The poet did her own nitty-gritty economic balancing: She phoned family friends in Springdale, in Prince George's County, and asked if she could stay with them during the workshop. She was able to lop off the $600 for room and board.

Then she called the Hurston-Wright program. They offered a $200 scholarship. She was now short $450.

She started a letter-writing campaign to various philanthropic organizations, pleading for help. Answers came back. "They wished me luck but said no," she says.

Her last appeal went to the New Orleans-based Tennessee Williams Literary Festival. "As the #1 fan of my writing," she wrote, "my mother would have normally found some way to scrape up the money for me to attend this program, but with our life shaken by the events of Hurricane Katrina, this possibility is a lot less likely, seeing as much of our savings have been exhausted."

The festival approved her grant.

Robinson landed in Washington on July 16.

She had never been around so many writers. She was in the poetry workshop, taught by Tyehimba Jess, an assistant professor of English at the University of Illinois at Urbana-Champaign.

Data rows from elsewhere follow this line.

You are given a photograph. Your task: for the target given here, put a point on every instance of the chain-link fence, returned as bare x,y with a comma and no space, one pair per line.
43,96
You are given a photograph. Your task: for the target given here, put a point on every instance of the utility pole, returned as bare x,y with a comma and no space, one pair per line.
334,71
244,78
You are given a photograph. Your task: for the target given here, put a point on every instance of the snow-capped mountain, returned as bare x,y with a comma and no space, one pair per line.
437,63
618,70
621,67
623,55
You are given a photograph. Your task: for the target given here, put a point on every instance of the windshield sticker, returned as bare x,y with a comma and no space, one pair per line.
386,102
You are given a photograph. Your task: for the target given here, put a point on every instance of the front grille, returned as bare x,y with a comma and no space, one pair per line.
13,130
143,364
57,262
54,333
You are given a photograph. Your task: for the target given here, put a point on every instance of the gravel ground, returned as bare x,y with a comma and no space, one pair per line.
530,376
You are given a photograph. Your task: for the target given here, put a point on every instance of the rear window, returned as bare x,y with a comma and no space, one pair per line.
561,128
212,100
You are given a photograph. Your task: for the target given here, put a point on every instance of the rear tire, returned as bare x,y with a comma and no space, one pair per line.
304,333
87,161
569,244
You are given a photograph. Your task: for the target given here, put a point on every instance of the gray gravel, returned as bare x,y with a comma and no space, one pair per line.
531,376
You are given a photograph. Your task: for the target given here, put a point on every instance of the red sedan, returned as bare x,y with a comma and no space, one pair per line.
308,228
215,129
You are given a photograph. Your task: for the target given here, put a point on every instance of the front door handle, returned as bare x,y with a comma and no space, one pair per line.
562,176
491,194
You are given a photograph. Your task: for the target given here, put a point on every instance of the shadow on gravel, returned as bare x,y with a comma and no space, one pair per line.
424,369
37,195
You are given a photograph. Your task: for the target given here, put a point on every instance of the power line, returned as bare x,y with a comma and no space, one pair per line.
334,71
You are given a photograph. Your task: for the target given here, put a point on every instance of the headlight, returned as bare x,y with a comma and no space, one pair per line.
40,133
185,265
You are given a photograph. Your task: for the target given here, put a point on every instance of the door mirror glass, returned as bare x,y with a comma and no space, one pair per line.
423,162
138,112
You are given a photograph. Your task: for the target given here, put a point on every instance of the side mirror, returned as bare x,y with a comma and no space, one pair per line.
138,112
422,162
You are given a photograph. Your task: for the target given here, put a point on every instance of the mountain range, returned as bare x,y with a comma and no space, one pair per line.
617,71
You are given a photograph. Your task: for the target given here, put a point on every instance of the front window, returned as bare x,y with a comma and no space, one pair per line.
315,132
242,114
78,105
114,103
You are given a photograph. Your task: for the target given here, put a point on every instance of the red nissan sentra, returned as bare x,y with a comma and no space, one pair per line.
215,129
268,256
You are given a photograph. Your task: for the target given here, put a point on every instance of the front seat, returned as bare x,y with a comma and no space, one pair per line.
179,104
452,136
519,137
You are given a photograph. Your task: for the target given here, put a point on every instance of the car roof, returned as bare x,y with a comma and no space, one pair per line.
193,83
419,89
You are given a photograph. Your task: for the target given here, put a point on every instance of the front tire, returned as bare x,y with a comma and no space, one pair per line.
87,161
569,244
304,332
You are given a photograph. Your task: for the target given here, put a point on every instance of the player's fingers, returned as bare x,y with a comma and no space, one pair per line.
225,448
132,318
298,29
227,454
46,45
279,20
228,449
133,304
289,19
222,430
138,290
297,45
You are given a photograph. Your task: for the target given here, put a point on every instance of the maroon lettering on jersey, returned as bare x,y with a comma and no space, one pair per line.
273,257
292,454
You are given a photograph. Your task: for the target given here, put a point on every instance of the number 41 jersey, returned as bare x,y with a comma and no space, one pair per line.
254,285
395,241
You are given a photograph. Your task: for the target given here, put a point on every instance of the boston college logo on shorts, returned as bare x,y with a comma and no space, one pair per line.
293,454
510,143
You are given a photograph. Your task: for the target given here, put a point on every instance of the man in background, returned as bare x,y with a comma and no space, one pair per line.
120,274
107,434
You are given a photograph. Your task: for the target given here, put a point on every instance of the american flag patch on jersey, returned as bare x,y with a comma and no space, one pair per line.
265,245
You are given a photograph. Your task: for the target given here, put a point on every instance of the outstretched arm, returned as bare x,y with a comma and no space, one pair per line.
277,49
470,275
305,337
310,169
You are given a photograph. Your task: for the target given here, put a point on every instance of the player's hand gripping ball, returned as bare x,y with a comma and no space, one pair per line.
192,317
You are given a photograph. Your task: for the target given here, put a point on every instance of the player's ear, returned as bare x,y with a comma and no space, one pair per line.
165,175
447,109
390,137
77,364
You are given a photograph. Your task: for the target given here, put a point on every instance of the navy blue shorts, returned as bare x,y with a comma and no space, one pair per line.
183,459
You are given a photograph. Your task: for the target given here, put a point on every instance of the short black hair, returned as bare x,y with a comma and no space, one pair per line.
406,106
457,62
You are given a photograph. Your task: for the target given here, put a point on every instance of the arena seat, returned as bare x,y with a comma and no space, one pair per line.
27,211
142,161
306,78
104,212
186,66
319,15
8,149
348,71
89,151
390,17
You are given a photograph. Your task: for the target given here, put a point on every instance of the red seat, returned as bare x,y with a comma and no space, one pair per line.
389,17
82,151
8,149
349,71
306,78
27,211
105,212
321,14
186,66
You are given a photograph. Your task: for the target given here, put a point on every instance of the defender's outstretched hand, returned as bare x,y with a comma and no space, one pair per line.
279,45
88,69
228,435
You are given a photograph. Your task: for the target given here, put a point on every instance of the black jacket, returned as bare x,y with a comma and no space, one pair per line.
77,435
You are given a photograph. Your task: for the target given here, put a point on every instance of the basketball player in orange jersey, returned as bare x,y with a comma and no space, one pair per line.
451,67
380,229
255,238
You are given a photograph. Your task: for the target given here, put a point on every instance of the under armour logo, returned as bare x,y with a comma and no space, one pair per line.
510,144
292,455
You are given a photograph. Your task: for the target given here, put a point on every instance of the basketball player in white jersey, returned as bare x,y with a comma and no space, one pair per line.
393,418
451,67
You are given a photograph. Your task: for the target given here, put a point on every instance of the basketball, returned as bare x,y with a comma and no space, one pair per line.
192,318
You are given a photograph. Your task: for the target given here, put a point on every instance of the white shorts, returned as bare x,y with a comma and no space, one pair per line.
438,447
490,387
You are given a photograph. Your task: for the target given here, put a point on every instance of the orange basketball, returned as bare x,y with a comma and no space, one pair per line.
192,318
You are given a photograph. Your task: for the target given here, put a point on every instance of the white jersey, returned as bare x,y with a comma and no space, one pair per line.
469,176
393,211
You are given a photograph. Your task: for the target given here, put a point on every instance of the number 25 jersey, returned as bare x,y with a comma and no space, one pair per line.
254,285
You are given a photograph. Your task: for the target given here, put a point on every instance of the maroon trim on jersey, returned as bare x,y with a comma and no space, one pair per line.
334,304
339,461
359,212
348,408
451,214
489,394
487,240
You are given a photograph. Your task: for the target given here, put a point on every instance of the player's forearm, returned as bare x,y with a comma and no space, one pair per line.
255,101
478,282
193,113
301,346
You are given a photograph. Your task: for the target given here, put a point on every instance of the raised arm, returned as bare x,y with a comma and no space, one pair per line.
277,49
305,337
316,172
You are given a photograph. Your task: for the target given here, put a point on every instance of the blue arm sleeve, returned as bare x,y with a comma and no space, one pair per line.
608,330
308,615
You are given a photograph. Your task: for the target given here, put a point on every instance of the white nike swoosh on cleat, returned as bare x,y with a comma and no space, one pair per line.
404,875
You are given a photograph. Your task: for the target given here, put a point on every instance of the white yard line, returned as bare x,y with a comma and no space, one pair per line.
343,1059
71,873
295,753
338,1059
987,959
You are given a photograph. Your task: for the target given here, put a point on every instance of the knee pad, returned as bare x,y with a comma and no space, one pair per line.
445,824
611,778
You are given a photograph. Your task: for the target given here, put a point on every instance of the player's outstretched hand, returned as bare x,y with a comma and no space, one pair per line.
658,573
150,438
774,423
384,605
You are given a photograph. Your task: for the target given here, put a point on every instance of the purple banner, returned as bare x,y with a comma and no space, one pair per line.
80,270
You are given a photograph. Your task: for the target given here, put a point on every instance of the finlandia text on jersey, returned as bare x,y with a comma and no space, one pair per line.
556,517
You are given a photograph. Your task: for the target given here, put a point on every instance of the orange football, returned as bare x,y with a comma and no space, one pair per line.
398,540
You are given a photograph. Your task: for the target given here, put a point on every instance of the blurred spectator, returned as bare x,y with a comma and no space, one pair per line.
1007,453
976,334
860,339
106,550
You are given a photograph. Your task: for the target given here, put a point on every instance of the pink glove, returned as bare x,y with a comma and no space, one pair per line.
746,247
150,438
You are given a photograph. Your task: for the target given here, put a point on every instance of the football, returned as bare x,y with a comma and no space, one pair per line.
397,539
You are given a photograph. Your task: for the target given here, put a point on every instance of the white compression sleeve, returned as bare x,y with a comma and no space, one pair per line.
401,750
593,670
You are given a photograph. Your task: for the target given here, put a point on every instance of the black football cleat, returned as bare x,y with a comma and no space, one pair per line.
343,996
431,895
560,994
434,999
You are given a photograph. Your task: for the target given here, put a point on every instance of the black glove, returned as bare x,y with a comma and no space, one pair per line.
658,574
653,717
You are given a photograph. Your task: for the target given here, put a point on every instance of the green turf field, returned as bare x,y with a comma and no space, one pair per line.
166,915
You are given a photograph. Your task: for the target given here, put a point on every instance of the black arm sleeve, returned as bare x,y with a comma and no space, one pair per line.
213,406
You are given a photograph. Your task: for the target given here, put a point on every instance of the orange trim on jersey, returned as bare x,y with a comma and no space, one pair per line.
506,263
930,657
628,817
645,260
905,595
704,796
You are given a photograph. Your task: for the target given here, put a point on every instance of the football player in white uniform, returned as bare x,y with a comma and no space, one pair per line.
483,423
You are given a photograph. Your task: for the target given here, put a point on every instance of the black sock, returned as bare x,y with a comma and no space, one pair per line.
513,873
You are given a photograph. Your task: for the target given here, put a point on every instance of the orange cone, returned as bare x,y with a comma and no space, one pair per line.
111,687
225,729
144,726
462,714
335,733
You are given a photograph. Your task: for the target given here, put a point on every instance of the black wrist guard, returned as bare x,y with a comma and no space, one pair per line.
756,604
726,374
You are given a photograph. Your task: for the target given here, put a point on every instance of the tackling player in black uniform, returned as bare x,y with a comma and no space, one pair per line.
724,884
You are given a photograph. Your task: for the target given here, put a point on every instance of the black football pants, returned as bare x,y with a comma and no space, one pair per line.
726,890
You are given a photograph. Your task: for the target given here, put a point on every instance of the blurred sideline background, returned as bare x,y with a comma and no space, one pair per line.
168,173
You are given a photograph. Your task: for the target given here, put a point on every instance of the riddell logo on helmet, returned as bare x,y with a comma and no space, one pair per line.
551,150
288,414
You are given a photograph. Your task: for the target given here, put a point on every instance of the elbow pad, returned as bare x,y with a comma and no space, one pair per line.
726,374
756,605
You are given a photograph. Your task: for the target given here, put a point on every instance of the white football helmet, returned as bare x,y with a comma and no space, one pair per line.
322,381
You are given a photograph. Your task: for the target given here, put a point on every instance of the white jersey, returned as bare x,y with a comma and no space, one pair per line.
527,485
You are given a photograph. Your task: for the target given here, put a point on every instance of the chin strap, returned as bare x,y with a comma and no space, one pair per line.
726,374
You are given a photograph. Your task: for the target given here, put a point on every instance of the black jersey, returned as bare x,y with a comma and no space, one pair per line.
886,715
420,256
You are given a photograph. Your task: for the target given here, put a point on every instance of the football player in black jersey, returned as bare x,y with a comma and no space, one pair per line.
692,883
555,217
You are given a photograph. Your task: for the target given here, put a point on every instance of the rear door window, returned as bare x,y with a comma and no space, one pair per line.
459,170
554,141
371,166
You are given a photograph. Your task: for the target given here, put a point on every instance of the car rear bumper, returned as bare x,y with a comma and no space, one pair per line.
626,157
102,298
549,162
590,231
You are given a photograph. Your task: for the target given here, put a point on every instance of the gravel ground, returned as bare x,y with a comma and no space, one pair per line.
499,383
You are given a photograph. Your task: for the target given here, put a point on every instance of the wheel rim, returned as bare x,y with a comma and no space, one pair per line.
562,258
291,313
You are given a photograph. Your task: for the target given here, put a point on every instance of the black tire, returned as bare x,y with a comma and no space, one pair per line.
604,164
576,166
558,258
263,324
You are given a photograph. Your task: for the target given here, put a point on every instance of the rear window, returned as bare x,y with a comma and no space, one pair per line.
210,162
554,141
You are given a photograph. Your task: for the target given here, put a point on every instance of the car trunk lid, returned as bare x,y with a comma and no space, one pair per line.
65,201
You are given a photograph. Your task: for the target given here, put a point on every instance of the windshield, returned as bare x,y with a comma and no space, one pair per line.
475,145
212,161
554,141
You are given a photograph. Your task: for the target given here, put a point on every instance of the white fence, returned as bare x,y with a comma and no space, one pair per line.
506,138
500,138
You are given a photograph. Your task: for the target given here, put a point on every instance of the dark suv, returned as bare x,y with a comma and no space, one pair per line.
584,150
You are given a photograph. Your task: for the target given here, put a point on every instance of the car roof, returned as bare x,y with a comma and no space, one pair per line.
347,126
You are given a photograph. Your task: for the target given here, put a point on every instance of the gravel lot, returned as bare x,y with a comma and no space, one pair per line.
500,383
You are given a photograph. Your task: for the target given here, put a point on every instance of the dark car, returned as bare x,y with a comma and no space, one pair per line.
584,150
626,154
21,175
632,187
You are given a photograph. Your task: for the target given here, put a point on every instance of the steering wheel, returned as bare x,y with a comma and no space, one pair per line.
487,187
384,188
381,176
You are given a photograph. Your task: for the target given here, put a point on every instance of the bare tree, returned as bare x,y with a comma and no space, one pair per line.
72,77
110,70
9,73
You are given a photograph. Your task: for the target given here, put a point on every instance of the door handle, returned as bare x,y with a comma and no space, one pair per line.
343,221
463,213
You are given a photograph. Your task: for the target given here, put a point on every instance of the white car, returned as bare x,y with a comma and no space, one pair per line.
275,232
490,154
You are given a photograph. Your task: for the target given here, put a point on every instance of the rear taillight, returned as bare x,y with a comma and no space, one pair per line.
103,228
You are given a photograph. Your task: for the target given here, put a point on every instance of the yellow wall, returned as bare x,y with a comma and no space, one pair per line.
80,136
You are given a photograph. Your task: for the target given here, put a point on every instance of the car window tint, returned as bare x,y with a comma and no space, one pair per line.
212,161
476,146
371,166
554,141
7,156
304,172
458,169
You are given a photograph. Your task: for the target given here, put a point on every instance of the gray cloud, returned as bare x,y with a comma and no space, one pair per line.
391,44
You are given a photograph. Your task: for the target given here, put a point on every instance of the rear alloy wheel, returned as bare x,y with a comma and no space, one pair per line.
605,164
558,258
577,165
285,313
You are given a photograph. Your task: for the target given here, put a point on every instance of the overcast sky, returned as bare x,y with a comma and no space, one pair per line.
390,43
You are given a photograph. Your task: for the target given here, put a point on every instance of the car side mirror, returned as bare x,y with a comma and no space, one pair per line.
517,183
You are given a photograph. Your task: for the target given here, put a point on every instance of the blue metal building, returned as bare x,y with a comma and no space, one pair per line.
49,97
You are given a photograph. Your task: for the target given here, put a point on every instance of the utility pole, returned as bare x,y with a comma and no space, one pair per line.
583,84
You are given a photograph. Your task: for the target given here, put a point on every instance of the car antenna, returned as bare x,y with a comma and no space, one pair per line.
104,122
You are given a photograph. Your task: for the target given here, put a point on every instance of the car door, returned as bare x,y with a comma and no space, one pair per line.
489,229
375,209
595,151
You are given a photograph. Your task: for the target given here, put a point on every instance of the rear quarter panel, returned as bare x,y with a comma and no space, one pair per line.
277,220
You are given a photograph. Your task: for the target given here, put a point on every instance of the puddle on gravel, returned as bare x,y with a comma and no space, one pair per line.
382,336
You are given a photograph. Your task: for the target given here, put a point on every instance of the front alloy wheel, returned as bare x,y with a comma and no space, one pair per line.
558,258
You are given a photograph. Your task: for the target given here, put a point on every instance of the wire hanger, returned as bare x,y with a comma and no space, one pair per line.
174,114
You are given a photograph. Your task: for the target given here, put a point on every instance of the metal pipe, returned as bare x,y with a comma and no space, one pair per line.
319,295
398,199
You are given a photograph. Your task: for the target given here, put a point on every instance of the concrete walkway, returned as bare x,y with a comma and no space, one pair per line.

"She's trying to stretch imagery in order to bring to life the devastation and beauty of New Orleans pre-Katrina," Jess said. He was especially taken with Robinson's reception to critique. "A lot of people show up at these workshops, and all they want you to do is tell them their work is 'the bomb,' " he said. "Trenise wasn't like that at all. She was very attentive."

"Our workshops were so intense," Robinson says, shaking her head at the memory. "If this particular line wasn't right, they'd tell you."

Just before the end of the workshop, there was an open-mike night. Writers had two minutes to read before an audience that numbered more than 100. The poet from Louisiana read her New Orleans poem.

The streets are too quiet, no longer flashing hypnotic lights

And beckoning with its rum-soaked, flirtatious breath.

Even the horns of men who made cocktails out of rhythm

And drugs now lay rusted on my doorstep,

Their notes a mere gargle.

"When she finished reading," recalled Tinesha Davis, a Waldorf poet in the audience, "there was a brief moment of silence. Then there was that 'wow.' "

The young poet -- not unlike William Carlos Williams, the famed poet-doctor of New Jersey -- majored in biology in college. She wants to be a doctor "and a poet." She was wait-listed at a couple of medical schools.

"I feel torn between science and writing," Robinson says. "But I've invested a lot of time in my writing."

When she went back to New Orleans two months after the hurricane, she was dumbfounded.

"You see all your stuff out in the street," she said. "Like this big dump. I looked for this baby doll I used to love. I tried to remember the house the last day I saw it, the day of my birthday party. A lot of imagery from that visit went into my New Orleans poem."

"When I write," the poet says, "I'm in another zone."

All of her poems, her oeuvre, every bit of her writing from childhood on, was lost in the hurricane. If she sat and thought about it for a long time, Robinson says, she'd cry. So she doesn't.

The crows are grey now, and caw in a listless perch

On great oaks that gasp to retell Noah's tale.

The grass once green and fat with greed in the humid air

Now brittle, and petrified by the moment's sudden enrapture.

The poet is standing on her small porch. Mosquitoes are everywhere, surfing on the Louisiana heat. "I'm working on my manuscript now," she says, her eyes full of light. "It's poetry. The hurricane will be in there. It's based on my life."